A cena em que ele é separado dela por um guarda é dramática. Em uma comparação ingênua, mas ainda cinematográfica, era o Elliot sendo separado de E.T. pelos cientistas em suas roupas de plástico. Mas ali, um grupo de amigos, em suas bicicletas, resgatariam o protagonista e venceriam as agruras do mundo voando com suas bicicletas por cima das viaturas, da cidade, da floresta. É ingênuo, mas é para isso que serve a infância. Para abrigar e para se iludir. Em grupo.
Mas nada é de graça. É preciso certo sacrifício para estar em um grupo. Há uma negociação inevitável em qualquer agrupamento humano. Para ser resgatado pela patota das bicicletas, é preciso oferecer alguma coisa. E é isso que parece não estar tão claro nas redes sociais ofertadas na internet.
Jamie não encontrava necessariamente esses códigos sociais quando estava em seu quarto, frequentando grupos na internet.
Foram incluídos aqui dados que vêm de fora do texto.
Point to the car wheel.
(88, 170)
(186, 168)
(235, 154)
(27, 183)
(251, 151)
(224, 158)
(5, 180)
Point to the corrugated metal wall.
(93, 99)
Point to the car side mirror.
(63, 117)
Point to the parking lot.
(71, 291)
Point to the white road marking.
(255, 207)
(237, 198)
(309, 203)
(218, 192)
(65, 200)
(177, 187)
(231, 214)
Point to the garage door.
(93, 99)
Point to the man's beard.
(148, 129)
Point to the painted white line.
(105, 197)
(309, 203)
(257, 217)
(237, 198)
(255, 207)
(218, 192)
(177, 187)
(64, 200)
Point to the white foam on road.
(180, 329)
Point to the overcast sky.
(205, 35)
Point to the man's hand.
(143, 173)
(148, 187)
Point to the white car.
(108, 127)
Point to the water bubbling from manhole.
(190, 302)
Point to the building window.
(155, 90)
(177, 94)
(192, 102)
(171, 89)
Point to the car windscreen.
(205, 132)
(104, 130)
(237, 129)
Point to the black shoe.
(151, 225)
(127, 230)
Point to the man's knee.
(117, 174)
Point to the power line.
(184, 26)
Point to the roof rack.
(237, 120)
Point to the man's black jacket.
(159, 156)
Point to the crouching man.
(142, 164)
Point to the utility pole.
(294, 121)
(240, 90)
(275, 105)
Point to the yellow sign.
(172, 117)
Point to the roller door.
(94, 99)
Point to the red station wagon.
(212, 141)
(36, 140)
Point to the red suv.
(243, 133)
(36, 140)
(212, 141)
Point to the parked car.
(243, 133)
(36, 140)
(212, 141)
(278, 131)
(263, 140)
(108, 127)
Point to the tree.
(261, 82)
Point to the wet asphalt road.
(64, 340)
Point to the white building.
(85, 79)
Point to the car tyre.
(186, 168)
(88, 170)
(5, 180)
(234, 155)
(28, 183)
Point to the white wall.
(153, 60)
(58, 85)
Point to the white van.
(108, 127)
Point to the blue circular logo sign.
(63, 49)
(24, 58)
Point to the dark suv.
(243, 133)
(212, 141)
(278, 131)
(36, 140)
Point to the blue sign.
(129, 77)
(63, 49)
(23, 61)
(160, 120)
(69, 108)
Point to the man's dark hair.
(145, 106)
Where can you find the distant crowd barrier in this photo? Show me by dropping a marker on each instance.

Trata-se aqui de outras redes sociais, de um mundo assíncrono, bem diferente do mundo de Elliot. Jamie é parte de um mundo em que seu nome não necessariamente aparece em primeiro lugar. E nem mesmo sua cara, sua voz, sua persona está tão exposta como estava a de Elliot. Isso, por si só, elimina um importante sedimento sobre o qual alguém pode erigir a responsabilidade. Na internet, podemos linchar um sujeito que, na escola, tratamos como amigo. Podemos experimentar e fomentar nosso ódio. E por que o ódio? Ora, porque é uma oportunidade.
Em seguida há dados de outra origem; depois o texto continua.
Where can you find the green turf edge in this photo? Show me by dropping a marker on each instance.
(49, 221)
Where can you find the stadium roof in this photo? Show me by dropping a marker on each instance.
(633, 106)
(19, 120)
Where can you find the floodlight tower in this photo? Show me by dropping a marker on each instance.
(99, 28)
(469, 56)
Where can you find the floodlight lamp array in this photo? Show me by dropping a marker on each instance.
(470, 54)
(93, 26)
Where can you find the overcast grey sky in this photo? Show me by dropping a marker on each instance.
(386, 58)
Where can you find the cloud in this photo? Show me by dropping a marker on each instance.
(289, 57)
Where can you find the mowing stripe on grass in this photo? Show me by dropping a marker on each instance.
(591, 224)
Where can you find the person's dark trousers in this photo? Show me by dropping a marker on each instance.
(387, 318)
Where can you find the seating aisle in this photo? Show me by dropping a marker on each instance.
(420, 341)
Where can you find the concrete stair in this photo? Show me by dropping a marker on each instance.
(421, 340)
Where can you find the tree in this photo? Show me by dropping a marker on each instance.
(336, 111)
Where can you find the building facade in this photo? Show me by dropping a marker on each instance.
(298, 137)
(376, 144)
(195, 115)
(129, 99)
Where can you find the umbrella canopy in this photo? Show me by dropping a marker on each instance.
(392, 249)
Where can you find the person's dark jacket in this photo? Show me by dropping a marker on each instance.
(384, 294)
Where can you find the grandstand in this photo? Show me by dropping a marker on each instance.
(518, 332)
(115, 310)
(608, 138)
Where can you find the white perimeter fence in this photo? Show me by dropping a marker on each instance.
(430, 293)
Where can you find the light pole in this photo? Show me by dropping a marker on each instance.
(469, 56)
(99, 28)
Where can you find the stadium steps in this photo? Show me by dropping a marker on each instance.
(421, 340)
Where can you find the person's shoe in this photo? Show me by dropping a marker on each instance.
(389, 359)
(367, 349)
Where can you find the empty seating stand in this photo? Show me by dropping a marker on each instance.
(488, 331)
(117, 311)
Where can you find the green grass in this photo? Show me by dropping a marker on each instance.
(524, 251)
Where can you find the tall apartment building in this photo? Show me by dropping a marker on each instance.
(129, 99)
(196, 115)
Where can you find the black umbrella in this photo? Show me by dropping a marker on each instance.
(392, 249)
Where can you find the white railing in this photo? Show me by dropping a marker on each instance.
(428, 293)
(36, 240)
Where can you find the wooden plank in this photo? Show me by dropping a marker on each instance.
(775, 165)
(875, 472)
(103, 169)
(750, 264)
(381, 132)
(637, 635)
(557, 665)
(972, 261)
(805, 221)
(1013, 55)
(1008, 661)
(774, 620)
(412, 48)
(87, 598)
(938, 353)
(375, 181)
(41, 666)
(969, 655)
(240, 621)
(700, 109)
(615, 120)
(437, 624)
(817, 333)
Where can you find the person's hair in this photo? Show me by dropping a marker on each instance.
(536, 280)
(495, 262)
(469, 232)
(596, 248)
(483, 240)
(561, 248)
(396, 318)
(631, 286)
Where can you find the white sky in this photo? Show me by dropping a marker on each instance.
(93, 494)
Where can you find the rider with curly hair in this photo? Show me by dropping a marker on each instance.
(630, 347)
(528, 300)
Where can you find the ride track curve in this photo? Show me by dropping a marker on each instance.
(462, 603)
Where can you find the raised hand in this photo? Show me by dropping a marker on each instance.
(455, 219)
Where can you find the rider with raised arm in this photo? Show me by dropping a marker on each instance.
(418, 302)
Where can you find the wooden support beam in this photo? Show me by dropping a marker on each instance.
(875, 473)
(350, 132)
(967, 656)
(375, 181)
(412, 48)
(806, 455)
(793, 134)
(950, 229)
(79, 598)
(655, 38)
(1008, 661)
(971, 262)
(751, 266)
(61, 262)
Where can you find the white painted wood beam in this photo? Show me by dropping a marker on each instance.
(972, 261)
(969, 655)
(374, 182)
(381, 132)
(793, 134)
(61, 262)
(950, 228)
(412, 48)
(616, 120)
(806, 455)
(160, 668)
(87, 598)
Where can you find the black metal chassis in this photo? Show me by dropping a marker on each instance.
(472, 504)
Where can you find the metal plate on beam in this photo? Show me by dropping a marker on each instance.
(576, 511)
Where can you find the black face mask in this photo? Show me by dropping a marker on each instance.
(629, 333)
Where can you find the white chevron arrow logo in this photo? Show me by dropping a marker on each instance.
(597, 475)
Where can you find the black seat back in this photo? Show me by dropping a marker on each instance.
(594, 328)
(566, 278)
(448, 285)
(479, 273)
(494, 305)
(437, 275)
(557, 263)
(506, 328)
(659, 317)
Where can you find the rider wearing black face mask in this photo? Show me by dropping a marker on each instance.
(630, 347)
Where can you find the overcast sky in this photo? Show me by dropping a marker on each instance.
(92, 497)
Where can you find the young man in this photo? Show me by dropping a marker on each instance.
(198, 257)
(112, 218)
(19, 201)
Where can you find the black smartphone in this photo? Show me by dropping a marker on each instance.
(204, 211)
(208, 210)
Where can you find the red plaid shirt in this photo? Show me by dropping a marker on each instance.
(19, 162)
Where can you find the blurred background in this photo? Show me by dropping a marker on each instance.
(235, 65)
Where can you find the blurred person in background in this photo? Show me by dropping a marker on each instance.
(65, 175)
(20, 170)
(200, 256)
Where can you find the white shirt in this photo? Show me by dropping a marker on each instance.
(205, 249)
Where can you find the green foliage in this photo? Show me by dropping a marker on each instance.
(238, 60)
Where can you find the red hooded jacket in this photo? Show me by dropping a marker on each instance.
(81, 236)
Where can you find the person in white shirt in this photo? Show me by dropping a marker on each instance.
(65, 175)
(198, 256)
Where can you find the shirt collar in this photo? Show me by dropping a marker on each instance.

A contenção do grupo familiar, do time de futebol, da banda, da turma do teatro, dos colegas de sala, de qualquer agrupamento que tem um projeto em comum, ou algum laço de convivência, mesmo que compulsória, serve como exoesqueleto para a formação de um sujeito. Elliot deveria ter um pouco mais disso, em comparação a Jamie.
Mas, e a família? No último episódio, quando passamos uma tarde inteira com ela, já tinham se passado meses após a tragédia. Jamie avisa, por telefone, que vai admitir o crime que cometeu. Ninguém se espanta tanto. Era, na verdade, de se espantar o fato de Jamie não ter assumido antes. Parecia negá-lo, com a mesma leviandade e falta de responsabilidade com a qual ele teria atacado aquela menina. Não há palavra. Ora, ninguém nasce falando. A palavra é parte fundamental da estrutura ofertada pelo tecido social para a construção da moralidade. Não vem de fábrica, como o fígado ou a tireoide.
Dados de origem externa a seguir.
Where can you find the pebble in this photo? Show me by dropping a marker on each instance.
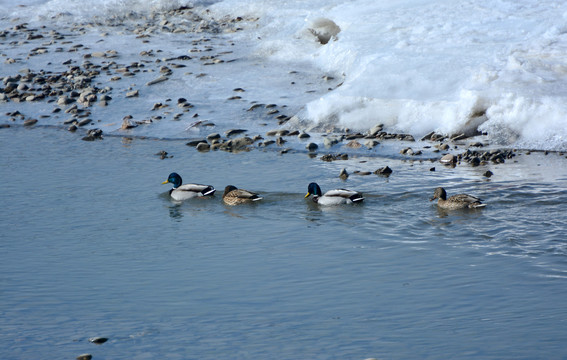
(194, 143)
(312, 147)
(98, 340)
(157, 81)
(203, 147)
(93, 134)
(353, 144)
(448, 159)
(213, 136)
(30, 122)
(231, 132)
(385, 171)
(333, 157)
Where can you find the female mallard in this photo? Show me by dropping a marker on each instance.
(234, 196)
(187, 191)
(460, 201)
(333, 197)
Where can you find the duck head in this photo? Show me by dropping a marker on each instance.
(175, 179)
(313, 189)
(439, 193)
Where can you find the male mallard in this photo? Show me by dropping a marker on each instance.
(333, 197)
(234, 196)
(460, 201)
(187, 191)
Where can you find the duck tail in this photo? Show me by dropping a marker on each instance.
(208, 191)
(356, 198)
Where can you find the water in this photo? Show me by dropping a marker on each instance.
(92, 246)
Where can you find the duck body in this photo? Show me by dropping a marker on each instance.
(182, 191)
(234, 196)
(333, 197)
(459, 201)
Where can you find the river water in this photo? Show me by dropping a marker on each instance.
(92, 246)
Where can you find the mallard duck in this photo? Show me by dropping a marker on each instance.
(333, 197)
(234, 196)
(187, 191)
(460, 201)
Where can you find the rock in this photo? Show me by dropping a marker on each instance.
(203, 147)
(331, 157)
(213, 136)
(127, 124)
(84, 122)
(157, 81)
(448, 159)
(231, 132)
(385, 171)
(428, 136)
(98, 340)
(331, 141)
(371, 143)
(194, 143)
(312, 147)
(163, 154)
(376, 129)
(353, 144)
(30, 122)
(241, 143)
(93, 134)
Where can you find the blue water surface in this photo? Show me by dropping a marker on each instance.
(91, 245)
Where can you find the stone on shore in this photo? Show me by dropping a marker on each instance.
(385, 171)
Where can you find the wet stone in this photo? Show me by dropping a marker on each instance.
(231, 132)
(448, 159)
(312, 147)
(385, 171)
(194, 143)
(203, 147)
(98, 340)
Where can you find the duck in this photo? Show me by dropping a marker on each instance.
(234, 196)
(187, 191)
(459, 201)
(333, 197)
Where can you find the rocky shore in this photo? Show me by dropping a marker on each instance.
(88, 85)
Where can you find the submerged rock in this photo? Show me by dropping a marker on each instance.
(385, 171)
(448, 159)
(98, 340)
(312, 146)
(93, 134)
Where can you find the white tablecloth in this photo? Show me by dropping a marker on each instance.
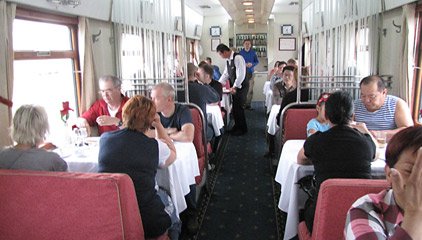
(176, 178)
(292, 198)
(272, 120)
(215, 117)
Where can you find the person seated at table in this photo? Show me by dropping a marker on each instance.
(130, 151)
(344, 151)
(319, 123)
(205, 77)
(380, 111)
(28, 131)
(175, 117)
(215, 69)
(105, 113)
(394, 213)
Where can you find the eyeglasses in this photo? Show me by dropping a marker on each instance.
(369, 97)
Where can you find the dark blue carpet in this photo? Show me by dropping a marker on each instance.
(241, 203)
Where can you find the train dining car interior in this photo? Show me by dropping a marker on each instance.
(217, 119)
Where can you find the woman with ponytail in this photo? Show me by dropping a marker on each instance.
(344, 151)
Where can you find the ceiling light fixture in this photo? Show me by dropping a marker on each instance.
(247, 3)
(72, 3)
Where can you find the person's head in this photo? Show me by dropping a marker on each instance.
(247, 44)
(192, 69)
(208, 60)
(291, 62)
(401, 154)
(30, 125)
(138, 113)
(339, 108)
(162, 95)
(224, 51)
(372, 92)
(110, 87)
(205, 73)
(320, 106)
(288, 77)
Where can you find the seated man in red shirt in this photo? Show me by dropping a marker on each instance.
(105, 113)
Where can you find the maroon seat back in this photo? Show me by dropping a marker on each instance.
(199, 141)
(335, 197)
(62, 205)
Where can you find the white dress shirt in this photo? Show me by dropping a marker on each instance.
(240, 64)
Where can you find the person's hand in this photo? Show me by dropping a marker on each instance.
(156, 122)
(360, 126)
(105, 120)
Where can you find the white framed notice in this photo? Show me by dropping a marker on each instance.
(287, 44)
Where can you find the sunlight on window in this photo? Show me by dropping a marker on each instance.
(41, 36)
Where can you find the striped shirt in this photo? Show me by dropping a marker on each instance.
(382, 119)
(375, 216)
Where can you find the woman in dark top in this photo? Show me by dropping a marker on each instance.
(130, 150)
(344, 151)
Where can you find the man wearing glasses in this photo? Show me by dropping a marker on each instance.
(105, 113)
(379, 111)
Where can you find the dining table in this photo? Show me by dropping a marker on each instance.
(175, 179)
(292, 198)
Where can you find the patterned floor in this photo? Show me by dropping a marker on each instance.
(241, 199)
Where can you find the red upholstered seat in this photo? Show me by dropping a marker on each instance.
(200, 142)
(335, 198)
(61, 205)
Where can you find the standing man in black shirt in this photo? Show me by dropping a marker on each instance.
(235, 72)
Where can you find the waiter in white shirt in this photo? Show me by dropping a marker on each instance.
(235, 72)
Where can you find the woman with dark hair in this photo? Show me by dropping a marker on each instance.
(394, 213)
(344, 151)
(130, 150)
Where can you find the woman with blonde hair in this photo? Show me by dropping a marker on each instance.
(29, 129)
(130, 150)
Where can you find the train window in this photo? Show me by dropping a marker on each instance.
(46, 62)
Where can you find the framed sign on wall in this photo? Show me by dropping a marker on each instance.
(214, 43)
(287, 44)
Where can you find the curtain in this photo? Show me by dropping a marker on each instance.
(88, 88)
(7, 15)
(407, 54)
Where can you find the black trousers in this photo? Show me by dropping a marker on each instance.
(239, 99)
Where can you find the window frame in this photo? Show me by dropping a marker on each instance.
(72, 24)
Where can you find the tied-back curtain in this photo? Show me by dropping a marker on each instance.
(145, 40)
(408, 52)
(88, 89)
(344, 36)
(7, 15)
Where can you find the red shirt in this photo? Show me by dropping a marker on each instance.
(99, 108)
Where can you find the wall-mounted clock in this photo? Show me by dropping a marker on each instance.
(287, 29)
(215, 31)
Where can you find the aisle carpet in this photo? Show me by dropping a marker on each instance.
(241, 200)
“O que fizemos de errado?”, o pai pergunta para sua esposa. Adolescência não responde nada aos desamparados espectadores. Parece uma descrição fria do inferno – e o sentimento de impotência é o inferno universal dos educadores. Talvez por isso, inclusive, a série não tenha surtido muito efeito nos jovens e adolescentes. Para eles, ela não faz lá muito sentido. Não há ali uma fábula que se preste para interpretarmos o mundo. Menos ainda para quem não veste os sapatos de genitor e educador.
Já os adultos que se propõem a educar, iludem-se com sua potência de criadores – e que de fato existe, até um certo ponto, o qual é sem dúvida misterioso e fascinante. Mas, paradoxalmente, não há um plano de obras a ser seguido. Se numa reforma doméstica sempre há imprevistos e atrasos, o que dizer de um ser humano?
E a família de Jamie estava lá, fazendo seu trabalho. Escolheram seu nome, mas não escolheram o idioma. Escolheram não serem violentos, mas escolheram definir limites. O que falhou? É inútil especular, aqui, sobre isso. Mas tem uma coisa que não falhou: o anonimato e a falta de contorno da internet.
Fermín Damirdjian é formado em psicologia pela Pontifícia Universidade Católica de São Paulo (PUC-SP) e trabalha com adolescentes e atendimento de famílias desde 1999. Atualmente é orientador educacional do Ensino Médio na Escola da Vila.